Audit logs

Prev Next

Audit logs will typically be used to keep a record of the transactions being performed by the Collective. These typically provide a definitive record of all accesses and administrative actions sufficient for an audit trail to be followed through the system. These do not drill down to the same level of detail as daemon logs. Even though you will see audit logs from cz-configd such as appliance_status_changed, this should not be considered as an adequate means of monitoring the health of a Collective.

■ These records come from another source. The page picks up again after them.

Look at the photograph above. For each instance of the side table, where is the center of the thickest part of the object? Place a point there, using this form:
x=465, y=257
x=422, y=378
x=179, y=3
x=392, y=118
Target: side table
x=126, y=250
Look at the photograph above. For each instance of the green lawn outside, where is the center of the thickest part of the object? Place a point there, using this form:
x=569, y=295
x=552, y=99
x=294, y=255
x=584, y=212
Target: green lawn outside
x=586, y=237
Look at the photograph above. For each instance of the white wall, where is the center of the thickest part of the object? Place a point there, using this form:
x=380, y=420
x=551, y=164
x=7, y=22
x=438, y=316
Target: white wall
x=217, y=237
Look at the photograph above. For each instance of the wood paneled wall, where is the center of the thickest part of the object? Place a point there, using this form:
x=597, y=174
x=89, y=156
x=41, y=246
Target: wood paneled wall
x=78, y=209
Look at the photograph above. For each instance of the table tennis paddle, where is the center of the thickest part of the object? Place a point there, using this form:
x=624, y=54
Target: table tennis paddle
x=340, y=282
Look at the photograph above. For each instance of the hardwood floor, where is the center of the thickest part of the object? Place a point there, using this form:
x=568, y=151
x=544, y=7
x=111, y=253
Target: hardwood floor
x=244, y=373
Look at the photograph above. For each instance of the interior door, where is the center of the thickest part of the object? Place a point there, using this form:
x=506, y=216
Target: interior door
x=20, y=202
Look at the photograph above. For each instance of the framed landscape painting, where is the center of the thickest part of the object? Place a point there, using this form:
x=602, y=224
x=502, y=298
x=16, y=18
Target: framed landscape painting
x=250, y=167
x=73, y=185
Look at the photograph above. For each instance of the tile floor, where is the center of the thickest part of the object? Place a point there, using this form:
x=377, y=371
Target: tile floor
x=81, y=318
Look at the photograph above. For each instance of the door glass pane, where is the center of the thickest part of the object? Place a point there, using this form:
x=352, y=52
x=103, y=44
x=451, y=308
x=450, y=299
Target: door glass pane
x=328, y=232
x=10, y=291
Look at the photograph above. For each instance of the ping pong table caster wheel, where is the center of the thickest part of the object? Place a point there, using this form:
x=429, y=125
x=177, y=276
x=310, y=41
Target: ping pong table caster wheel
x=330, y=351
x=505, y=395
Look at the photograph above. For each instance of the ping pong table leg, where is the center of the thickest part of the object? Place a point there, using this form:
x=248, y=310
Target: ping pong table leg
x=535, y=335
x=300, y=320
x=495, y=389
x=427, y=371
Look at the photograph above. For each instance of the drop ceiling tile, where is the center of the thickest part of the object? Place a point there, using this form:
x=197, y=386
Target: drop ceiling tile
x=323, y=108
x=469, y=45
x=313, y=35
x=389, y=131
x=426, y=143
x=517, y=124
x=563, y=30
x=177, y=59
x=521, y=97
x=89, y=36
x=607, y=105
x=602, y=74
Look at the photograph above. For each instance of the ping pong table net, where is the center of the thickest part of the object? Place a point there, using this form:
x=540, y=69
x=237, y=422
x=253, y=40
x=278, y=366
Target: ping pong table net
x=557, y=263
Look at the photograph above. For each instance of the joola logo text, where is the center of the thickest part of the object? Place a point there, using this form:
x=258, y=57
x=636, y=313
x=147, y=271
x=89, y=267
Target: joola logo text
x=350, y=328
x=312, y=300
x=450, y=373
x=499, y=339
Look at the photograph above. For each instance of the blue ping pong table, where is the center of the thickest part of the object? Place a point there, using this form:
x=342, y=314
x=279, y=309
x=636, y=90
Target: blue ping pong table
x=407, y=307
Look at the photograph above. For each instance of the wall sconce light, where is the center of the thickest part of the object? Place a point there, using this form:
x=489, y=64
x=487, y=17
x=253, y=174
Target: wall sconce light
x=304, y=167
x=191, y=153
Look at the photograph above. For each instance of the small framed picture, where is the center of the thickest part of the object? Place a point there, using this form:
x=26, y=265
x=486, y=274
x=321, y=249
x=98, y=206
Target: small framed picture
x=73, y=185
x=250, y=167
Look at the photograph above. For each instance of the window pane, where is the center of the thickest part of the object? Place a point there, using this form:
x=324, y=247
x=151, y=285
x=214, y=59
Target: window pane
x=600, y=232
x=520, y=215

Audit logs are generated by the appliances but are not queried or viewed locally, They are typically are aggregated by the LogServer or the LogForwarder and often exported.

Log handling

Audit logs are written to a local database within each Appliance using logd. Logd manages the storage and can store up to 100,000 audit log records; this should not be considered as log storage - rather logs must be sent on to an appropriate (external) system for permanent storage and analysis. This limit can be increased if required using the SSH command line cz-config command. In the event that logs cannot be sent on (or the sending rate over the network is insufficient) then a warning will be issued (on the dashboard) when 40% of the allowed storage is full.

When sending logs, there are three options: use the LogServer, via the LogForwarder or through Rsyslog. Irrespective of the option chosen audit logs are always sent to Rsyslog in order that they can be exported from the appliance (in real time) along with the daemon logs. Unlike the daemon logs, audit logs are stored in syslog to ensure that the integrity of the audit log trail is not broken during outages, upgrades, etc. This storage has a daily limit and a maximum duration of 7 days. There is also the additional 1GB buffer per configured destination. However, neither of these should be considered as guaranteed log storage and if no Rsyslog destination is available then these logs will be lost.

Logs are written based on quantity and rate - both these parameters should be carefully thought about when planning any deployment. The main generator of audit logs will be IP access audit logs from vpnd. These are generated when a user connects to a (protected) host. There is a default interval for ongoing IP access connections such that a new record will be generated for each open connection once every 120 seconds. This can mean a lot of records - 5000 users with 10 connections to 4 Sites for 8 hours would produce almost 50M audit log records! For this reason it is possible to set the Change IP access audit log interval by Site in Sites > General.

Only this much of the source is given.